For as extremely great as Zen 3 is, it's the belated compiler support as one of the few critiques we've had -- normally on the Intel side they are often plumbing their compiler targets and new instruction set extension support a year or more ahead of CPU launches (e.g. the most recent example back in July Intel added Alder Lake and Sapphire Rapids to GCC), and that's for when those processors are shipping on schedule. Having the compiler support out well ahead of the launches ensure the support is worked into stable compiler releases by the time the CPUs ship and ideally already used as the default compiler version in major Linux distribution releases. Intel generally remains spot-on in that regard while AMD has been much tighter -- or in the case of Zen 3, basically one month after launch.
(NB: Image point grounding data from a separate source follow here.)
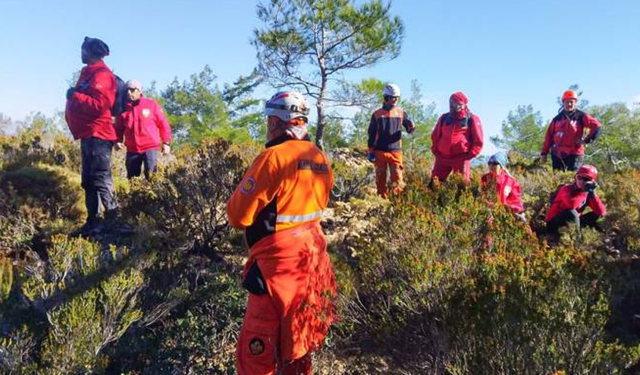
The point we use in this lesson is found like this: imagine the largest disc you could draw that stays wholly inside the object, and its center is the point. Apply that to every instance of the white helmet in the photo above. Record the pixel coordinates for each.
(391, 90)
(287, 105)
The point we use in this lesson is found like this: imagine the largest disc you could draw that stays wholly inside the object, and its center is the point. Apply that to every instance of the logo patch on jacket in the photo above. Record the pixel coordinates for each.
(315, 167)
(248, 186)
(256, 346)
Out this morning is the initial patch adding support for Zen 3 CPUs to the GNU Compiler Collection with the new "-march=znver3" option. The patch though is admittedly the "very basic enablement" and doesn't yet have any Zen 3 changes around the instruction cost tables, tuning, and scheduler differences with the architecture changes of Zen 3. For now all that specialized tuning is kept the same as Zen 2 -- which in the case of the scheduling at least, is still the same as Zen 1. At a later date that more precise tuning will come to the znver3 code for GCC.
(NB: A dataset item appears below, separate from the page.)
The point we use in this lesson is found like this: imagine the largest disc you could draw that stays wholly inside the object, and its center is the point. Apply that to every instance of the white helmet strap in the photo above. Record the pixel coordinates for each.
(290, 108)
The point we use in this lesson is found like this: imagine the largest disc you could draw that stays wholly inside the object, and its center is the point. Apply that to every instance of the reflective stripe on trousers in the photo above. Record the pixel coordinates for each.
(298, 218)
This basic Znver3 enablement is looking to land in trunk now for GCC 11, which should debut in March~April as the annual update to the GNU Compiler Collection. That basic enablement patch will likely be allowed to land even though GCC 11 recently passed the end of feature development but given the timing likely means that any scheduler updates and other fine tuning won't land in time. That polished Znver3 support then won't come until GCC 12 or sought as a back-port later on for a GCC 11 point release. But due to the timing of these projects and the various launches, basically means a released/stable GCC compiler won't take full advantage of the Zen 3 microarchitecture until well into 2021. Hopefully AMD will be able to work on better timing alignment moving forward.

For now the GCC znver3 support basically takes the Zen 2 state while adding in the instructions for PKU, VPCLMULQDQ, and VAES. It's basically quite similar to the basic Znver3 support for LLVM that was done while waiting on AMD. I've heard AMD will be putting out their official Znver3 LLVM/Clang patch out soon.

Today they also released AOCC 2.3 as their LLVM Clang based compiler with various AMD Zen patches added. AOCC 2.3 remains tuned for Zen 2 and based on LLVM 11.0 upstream but does contain their initial Zen 3 support.

I'll be running some benchmarks shortly to see any impact from these Znver3 compiler updates on common workloads.